L’umano simildivino al momento può soddisfare la divina somiglianza non già immaginando e pensando qualcosa di originale, bensì nello scegliere di conoscere o meno un contenuto immaginato - pensato - proibito da Dio (“Il Bene ed il Male”), per un fine immaginato - pensato - tentato da un Antidio (“Diverrai un Dio”). La decisione dell’umano simildivino si indirizza verso la proibita conoscenza, ma paga la scelta anti divina con una dannata esistenza in una “valle di lacrime”, dove certamente conosce, in virtù della violata conoscenza, il modo di condursi “bene o male”. Senonchè si svela del tutto incapace di immaginare - pensare il modo di conquistare definitivamente la divina fiducia e così reintegrarsi nell’originaria, benedetta esistenza. Di nuovo il compito di immaginare - pensare per l’umano simildivino se lo assume Dio (Incarnazione e sacrificio del Cristo), ed ancora una volta il simildivino realizza la divina somiglianza solo nello scegliere (essere o non essere un buon cristiano?).
Trascorrono secoli di storia senza che nulla di decisivo accada sul piano dell’immaginazione e del pensiero, ma ecco che, finalmente, l’umano simildivino ha una botta di consapevolezza che lo induce ad una originale pensata.
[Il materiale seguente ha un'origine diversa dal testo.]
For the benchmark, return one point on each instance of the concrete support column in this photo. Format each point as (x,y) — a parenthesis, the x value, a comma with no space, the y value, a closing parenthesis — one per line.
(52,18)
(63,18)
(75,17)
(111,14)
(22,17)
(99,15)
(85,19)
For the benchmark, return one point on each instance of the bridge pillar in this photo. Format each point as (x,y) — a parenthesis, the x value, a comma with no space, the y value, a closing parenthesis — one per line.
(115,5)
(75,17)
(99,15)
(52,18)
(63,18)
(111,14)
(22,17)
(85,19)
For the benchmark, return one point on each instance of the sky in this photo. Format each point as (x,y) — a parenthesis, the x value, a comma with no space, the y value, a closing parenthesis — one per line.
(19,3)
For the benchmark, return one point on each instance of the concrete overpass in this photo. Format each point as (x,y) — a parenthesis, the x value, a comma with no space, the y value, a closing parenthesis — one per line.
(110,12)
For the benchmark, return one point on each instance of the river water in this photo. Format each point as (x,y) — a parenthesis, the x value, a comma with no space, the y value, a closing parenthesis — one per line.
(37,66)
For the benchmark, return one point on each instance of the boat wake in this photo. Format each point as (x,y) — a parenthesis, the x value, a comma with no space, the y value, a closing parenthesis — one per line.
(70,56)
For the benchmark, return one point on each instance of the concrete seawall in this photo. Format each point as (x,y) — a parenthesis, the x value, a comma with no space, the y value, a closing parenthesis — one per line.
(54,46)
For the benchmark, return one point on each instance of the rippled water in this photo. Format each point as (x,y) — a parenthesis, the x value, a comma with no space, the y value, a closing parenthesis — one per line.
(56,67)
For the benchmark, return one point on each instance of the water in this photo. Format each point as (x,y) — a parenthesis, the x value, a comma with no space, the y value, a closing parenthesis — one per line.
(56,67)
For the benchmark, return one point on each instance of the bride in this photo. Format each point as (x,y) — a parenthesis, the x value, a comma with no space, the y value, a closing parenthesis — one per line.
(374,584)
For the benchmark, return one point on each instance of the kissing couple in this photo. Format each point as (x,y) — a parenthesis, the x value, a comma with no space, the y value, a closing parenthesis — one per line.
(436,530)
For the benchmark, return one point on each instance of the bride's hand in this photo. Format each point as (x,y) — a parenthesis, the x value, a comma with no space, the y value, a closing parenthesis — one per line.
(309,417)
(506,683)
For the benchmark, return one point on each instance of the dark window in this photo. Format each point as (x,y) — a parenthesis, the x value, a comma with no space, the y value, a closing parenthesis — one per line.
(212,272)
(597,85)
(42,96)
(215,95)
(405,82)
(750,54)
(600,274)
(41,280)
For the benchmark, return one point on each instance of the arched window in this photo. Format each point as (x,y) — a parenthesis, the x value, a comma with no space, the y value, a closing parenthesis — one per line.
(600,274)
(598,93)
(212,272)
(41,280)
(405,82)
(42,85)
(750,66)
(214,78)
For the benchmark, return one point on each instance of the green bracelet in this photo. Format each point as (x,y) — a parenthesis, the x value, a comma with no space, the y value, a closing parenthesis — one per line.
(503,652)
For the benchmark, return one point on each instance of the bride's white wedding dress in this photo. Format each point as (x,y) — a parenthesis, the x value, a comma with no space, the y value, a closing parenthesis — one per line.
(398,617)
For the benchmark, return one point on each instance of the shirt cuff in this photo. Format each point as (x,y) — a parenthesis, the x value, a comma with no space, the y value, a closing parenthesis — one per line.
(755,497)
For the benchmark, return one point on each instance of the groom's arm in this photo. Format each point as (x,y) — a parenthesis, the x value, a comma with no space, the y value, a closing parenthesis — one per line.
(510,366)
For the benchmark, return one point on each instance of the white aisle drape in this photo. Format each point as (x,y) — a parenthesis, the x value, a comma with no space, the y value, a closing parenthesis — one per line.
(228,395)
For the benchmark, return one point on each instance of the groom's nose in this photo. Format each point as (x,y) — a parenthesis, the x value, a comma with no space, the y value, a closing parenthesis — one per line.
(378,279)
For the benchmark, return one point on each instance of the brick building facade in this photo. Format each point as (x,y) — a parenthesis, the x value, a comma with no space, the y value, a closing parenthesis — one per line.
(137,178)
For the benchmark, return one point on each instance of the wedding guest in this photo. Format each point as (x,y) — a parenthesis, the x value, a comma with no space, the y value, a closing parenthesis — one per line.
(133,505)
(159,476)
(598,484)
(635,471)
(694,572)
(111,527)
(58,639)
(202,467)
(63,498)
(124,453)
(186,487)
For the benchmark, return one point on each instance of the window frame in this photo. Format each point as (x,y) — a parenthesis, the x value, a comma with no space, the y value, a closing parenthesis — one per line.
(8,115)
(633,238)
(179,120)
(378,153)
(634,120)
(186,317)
Preso atto che la ragione è lo strumento più cosciente della sua consapevolezza mentale, decide di investirla sistematicamente nello studio del creato visibile, un campo d’indagine che Dio ha creato del tutto dissimile dalla Propria consapevolezza, ovvero privo di autonoma attività immaginativa, pensante, libera e creativa. Nel creato tutto sembra mosso da invariabili processi meccanici, di natura matematica e dunque intelligenti, ma questi, e qui sta l’originale pensata, non derivano dal Creatore, bensì si sono formati casualmente, per tentativi ed errori.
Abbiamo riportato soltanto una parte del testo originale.